Não me interessa quantas pessoas desceram à rua para protestar contra os políticos e o governo, desencantados com o futuro ou sentindo-se traídos pelo passado. As imagens mostram que foram muitos os que foram protestar pelos mais diversos motivos, não só pelos problemas de uma geração. A multidão que desceu à rua é o retrato de um país inteiro que está à rasca, devido às medidas draconianas que o condena a viver dentro dos limites das possibilidades reais. Depois de duas décadas a viver no mundo de fantasia do sobreendividamento e crédito barato, os portugueses foram despertados para a realidade, quando o seu desejo era continuarem adormecidos no embalo da sereia do consumismo, ilusionista perversa e libidinosa, contratada por Cavaco em 1987 para animar os portugueses. (Guterres renovou-lhe o contrato, Sócrates contratou-a a prazo e recibos verdes).

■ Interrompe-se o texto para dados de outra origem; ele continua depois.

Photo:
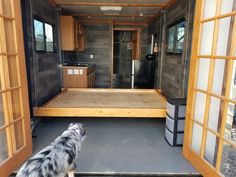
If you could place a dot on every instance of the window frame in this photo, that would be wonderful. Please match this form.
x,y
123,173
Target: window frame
x,y
44,35
175,24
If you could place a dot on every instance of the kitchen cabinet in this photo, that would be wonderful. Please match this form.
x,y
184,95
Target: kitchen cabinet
x,y
72,34
78,77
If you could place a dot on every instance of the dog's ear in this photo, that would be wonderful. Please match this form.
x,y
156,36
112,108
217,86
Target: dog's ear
x,y
71,124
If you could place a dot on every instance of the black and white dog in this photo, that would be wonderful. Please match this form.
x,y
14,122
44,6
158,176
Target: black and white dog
x,y
57,159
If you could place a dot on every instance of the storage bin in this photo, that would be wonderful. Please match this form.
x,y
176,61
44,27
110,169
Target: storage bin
x,y
175,117
174,139
174,125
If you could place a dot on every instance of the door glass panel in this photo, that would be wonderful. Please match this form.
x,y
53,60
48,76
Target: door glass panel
x,y
228,161
15,97
230,127
210,8
2,118
218,77
211,148
0,79
203,73
223,38
214,114
227,6
6,7
3,143
13,74
10,45
196,137
18,134
207,38
200,106
233,83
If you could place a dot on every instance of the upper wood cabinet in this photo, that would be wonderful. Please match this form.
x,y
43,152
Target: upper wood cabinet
x,y
72,34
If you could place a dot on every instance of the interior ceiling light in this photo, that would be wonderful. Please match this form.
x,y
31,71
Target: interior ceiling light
x,y
111,9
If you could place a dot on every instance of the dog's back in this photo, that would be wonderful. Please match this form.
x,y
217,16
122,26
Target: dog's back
x,y
57,159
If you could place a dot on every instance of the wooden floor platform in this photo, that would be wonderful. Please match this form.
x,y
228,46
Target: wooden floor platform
x,y
105,103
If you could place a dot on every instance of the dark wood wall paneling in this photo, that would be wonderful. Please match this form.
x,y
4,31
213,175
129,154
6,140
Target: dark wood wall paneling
x,y
43,67
175,66
98,42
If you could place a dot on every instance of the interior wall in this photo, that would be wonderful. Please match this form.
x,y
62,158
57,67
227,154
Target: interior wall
x,y
43,71
98,42
175,67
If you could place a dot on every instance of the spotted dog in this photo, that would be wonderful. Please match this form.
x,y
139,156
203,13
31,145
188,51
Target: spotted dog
x,y
57,159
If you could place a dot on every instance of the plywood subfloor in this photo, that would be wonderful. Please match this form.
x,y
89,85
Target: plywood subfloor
x,y
105,103
110,99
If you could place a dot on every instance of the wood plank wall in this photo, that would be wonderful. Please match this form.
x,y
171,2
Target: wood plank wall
x,y
98,41
43,71
175,66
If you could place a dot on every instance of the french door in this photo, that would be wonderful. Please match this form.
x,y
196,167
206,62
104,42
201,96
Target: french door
x,y
15,133
210,132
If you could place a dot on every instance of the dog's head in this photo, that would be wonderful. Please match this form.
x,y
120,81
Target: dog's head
x,y
79,128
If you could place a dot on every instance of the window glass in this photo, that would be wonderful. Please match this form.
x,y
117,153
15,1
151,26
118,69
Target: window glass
x,y
49,37
43,34
171,39
39,35
180,37
175,38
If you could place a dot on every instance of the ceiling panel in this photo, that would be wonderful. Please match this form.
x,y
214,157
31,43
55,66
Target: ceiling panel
x,y
119,1
71,8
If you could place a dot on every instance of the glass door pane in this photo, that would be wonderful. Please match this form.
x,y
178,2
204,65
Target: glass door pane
x,y
210,128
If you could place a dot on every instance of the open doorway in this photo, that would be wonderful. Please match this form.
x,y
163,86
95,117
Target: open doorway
x,y
122,59
126,47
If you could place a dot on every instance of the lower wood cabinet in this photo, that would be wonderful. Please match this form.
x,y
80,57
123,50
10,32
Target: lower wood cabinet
x,y
78,77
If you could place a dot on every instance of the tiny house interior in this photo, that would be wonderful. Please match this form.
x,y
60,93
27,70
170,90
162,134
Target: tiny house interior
x,y
153,81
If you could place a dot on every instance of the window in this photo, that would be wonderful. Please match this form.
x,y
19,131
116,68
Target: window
x,y
175,37
43,36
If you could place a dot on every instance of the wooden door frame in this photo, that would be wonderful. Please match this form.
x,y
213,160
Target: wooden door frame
x,y
139,33
14,160
197,161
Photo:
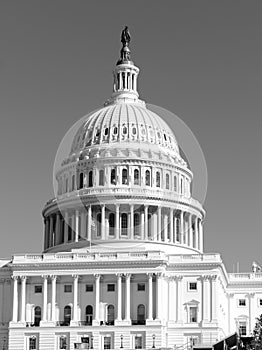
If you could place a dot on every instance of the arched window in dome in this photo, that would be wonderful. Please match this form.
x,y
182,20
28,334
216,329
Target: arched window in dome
x,y
124,177
124,224
136,224
175,183
111,224
90,178
141,314
73,179
37,317
136,177
101,177
98,225
81,181
148,178
113,177
89,315
158,181
67,315
110,315
167,181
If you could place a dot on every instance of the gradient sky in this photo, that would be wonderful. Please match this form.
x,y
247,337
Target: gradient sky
x,y
199,59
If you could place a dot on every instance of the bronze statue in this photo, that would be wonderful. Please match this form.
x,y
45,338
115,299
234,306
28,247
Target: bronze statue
x,y
125,37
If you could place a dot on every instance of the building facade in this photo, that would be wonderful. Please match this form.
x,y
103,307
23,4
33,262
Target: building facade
x,y
123,264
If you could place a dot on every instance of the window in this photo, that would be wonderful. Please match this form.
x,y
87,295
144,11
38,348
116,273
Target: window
x,y
136,177
110,314
193,314
62,342
124,224
110,287
38,289
242,302
141,287
192,285
113,177
111,224
67,315
90,179
89,314
157,179
136,223
81,180
32,343
124,177
242,328
167,181
101,177
89,288
148,180
68,288
141,314
37,317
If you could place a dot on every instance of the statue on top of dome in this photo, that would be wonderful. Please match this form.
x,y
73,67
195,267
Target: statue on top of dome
x,y
125,37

Não sei quantos foram, repito, os que se manifestaram. Nisto de números sou como S. Tomé. As sondagens com que nos têm brindado nos últimos tempos são a demonstração clara de que se mente muito e se servem interesses, plasmados em páginas de jornais.

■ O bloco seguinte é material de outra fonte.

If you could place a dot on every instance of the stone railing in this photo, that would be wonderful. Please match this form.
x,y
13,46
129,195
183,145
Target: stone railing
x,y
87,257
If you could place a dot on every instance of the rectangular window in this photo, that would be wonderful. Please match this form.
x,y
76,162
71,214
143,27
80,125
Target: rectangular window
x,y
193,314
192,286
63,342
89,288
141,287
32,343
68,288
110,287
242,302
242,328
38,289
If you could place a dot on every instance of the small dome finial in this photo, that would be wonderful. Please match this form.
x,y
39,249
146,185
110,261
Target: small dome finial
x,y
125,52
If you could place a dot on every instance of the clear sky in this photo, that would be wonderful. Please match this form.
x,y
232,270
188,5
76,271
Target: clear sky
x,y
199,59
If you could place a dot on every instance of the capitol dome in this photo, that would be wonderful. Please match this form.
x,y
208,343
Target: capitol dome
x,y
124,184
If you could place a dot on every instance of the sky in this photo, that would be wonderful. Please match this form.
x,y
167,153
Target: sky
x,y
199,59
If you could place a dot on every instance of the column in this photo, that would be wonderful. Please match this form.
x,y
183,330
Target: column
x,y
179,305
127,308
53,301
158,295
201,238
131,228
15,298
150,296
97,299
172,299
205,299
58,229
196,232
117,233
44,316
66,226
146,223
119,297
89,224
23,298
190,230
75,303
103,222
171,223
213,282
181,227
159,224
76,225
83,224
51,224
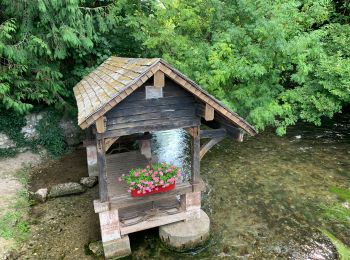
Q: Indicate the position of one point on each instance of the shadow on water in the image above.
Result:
(265, 198)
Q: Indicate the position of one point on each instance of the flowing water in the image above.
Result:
(268, 198)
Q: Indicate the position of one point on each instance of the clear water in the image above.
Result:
(266, 197)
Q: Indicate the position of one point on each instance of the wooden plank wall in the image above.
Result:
(176, 109)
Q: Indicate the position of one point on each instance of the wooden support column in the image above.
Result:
(195, 170)
(158, 79)
(101, 159)
(191, 204)
(209, 113)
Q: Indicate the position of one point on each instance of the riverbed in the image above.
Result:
(267, 198)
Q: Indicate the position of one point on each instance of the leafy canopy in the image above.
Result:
(273, 62)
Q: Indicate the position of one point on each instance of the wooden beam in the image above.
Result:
(213, 133)
(158, 79)
(205, 148)
(109, 142)
(125, 200)
(100, 125)
(209, 113)
(195, 158)
(102, 172)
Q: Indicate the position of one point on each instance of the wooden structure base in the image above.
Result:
(123, 214)
(129, 98)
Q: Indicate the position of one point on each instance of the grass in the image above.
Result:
(14, 224)
(343, 250)
(342, 194)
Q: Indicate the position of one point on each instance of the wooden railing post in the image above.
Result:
(101, 160)
(195, 167)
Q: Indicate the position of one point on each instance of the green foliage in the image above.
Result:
(273, 62)
(11, 124)
(13, 224)
(147, 179)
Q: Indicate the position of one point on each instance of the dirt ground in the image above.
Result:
(62, 227)
(9, 186)
(69, 168)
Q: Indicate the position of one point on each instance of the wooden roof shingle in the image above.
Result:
(118, 77)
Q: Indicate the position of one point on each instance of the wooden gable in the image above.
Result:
(111, 88)
(137, 113)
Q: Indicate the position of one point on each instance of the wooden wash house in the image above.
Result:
(126, 100)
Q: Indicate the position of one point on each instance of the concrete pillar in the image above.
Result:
(185, 235)
(191, 204)
(91, 154)
(114, 245)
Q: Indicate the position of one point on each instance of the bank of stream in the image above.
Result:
(267, 198)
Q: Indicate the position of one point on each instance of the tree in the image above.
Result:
(274, 62)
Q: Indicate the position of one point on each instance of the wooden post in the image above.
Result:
(159, 80)
(209, 113)
(101, 159)
(195, 167)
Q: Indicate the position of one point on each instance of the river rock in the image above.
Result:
(40, 195)
(65, 189)
(96, 248)
(88, 181)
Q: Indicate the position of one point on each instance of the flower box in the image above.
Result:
(155, 178)
(157, 189)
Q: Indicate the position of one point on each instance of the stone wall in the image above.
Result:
(73, 134)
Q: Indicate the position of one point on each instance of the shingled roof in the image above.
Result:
(117, 77)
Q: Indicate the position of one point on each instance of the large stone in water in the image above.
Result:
(40, 195)
(96, 248)
(88, 181)
(182, 236)
(65, 189)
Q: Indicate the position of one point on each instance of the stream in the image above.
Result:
(267, 197)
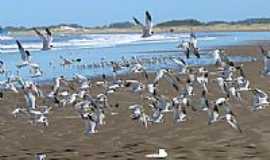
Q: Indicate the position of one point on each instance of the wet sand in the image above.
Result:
(121, 138)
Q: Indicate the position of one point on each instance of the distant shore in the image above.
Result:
(175, 29)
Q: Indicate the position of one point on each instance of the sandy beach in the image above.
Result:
(121, 138)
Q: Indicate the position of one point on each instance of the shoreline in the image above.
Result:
(122, 138)
(176, 29)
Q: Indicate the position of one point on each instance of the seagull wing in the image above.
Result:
(170, 79)
(40, 34)
(137, 22)
(148, 20)
(22, 51)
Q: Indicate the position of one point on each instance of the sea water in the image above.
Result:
(94, 48)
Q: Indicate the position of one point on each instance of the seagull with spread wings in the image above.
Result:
(147, 27)
(46, 38)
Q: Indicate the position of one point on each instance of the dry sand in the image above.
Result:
(121, 138)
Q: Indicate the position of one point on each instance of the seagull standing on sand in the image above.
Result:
(231, 120)
(266, 55)
(161, 154)
(25, 55)
(260, 99)
(41, 156)
(46, 39)
(147, 27)
(35, 70)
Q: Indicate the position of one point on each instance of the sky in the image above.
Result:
(103, 12)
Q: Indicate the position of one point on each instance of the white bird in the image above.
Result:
(43, 120)
(25, 55)
(217, 58)
(18, 110)
(46, 39)
(41, 156)
(91, 122)
(147, 27)
(260, 99)
(231, 120)
(266, 55)
(161, 154)
(2, 67)
(30, 99)
(182, 64)
(213, 115)
(35, 70)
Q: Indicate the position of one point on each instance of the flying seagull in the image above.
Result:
(25, 55)
(147, 27)
(46, 39)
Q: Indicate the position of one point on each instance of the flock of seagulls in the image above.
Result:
(188, 81)
(229, 78)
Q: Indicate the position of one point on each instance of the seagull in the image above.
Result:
(179, 112)
(56, 86)
(35, 70)
(165, 73)
(46, 39)
(161, 154)
(138, 68)
(204, 101)
(18, 110)
(217, 58)
(260, 99)
(231, 120)
(2, 67)
(147, 28)
(25, 55)
(41, 156)
(138, 114)
(182, 64)
(30, 98)
(243, 84)
(135, 86)
(91, 122)
(213, 114)
(43, 120)
(266, 55)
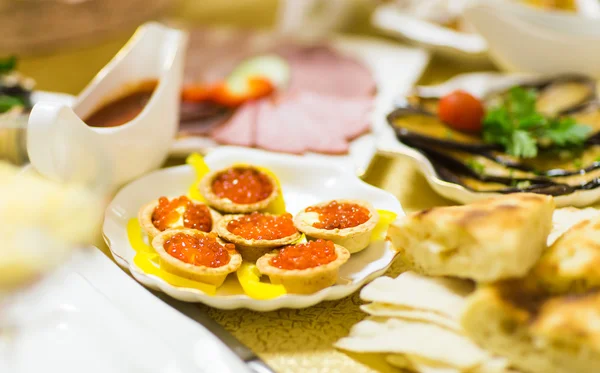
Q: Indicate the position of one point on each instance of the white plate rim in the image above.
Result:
(243, 301)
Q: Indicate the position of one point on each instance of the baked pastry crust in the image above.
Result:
(537, 332)
(228, 206)
(304, 281)
(354, 239)
(485, 241)
(572, 263)
(213, 276)
(145, 219)
(251, 249)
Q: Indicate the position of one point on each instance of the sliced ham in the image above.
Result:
(321, 69)
(240, 129)
(346, 118)
(278, 130)
(327, 102)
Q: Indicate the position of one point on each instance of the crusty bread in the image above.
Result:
(572, 263)
(538, 333)
(485, 241)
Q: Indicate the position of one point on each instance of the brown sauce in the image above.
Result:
(124, 108)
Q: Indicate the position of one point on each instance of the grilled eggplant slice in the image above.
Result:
(416, 124)
(466, 160)
(479, 173)
(560, 95)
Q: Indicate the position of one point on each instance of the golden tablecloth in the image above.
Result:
(288, 340)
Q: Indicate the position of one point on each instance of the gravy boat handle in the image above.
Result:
(51, 133)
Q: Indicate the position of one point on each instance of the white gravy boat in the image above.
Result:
(64, 148)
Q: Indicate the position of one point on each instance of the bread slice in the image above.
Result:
(485, 241)
(538, 333)
(572, 263)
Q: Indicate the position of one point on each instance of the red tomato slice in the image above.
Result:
(461, 111)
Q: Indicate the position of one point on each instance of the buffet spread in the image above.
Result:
(269, 229)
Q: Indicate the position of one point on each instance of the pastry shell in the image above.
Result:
(304, 281)
(228, 206)
(251, 249)
(213, 276)
(145, 219)
(354, 239)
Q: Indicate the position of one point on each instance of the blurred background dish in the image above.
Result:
(549, 42)
(444, 27)
(35, 26)
(434, 25)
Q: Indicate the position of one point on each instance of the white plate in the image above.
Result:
(304, 182)
(478, 84)
(395, 69)
(457, 45)
(91, 317)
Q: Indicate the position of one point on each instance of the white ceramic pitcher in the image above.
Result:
(62, 147)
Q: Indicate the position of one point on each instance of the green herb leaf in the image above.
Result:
(8, 102)
(522, 130)
(522, 145)
(476, 166)
(8, 64)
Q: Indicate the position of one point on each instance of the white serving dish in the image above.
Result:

O que me interessa saber é o que se vai seguir. De que serviu a manifestação de sábado passado se tiver sido apenas um momento de exaltação e revolta, após a qual as pessoas foram beber uns copos e descontrair? A quem serve uma manif em que um ex-candidato a PR exibe um cartaz onde se pode ler “ O povo unido não precisa de partido”, no dia seguinte a ter aderido ao Partido Trabalhista que ninguém sabe o que é, nem que interesses defende e apoiou Cavaco nas presidenciais? A quem serve uma manif que rejeita os partidos e quer acabar com os políticos?
Já escrevi, várias vezes, que não me deixo enlear pelo populismo e pela demagogia. Sei como acabaram manifs semelhantes no Chile, como é que Salazar chegou ao poder, como Spínola manipulou a “maioria silenciosa” e sigo atentamente o que se está a passar na Tunísia e no Egipto, apesar de a nossa comunicação social já se ter esquecido que há poucas semanas as pessoas saíram à rua para lutar pelo pão ( não pela democracia, como nos tentaram vender) , mas continuam a ter os mesmos problemas.
Não embarco em manifs voluntaristas, facilmente aproveitadas por grupos extremistas. Quando vou a uma manif, quero saber ao que vou. Para dizer o que quero e não para protestar no vazio, sem soluções ou propostas. Se quiser resmungar, chateio o cão da vizinha.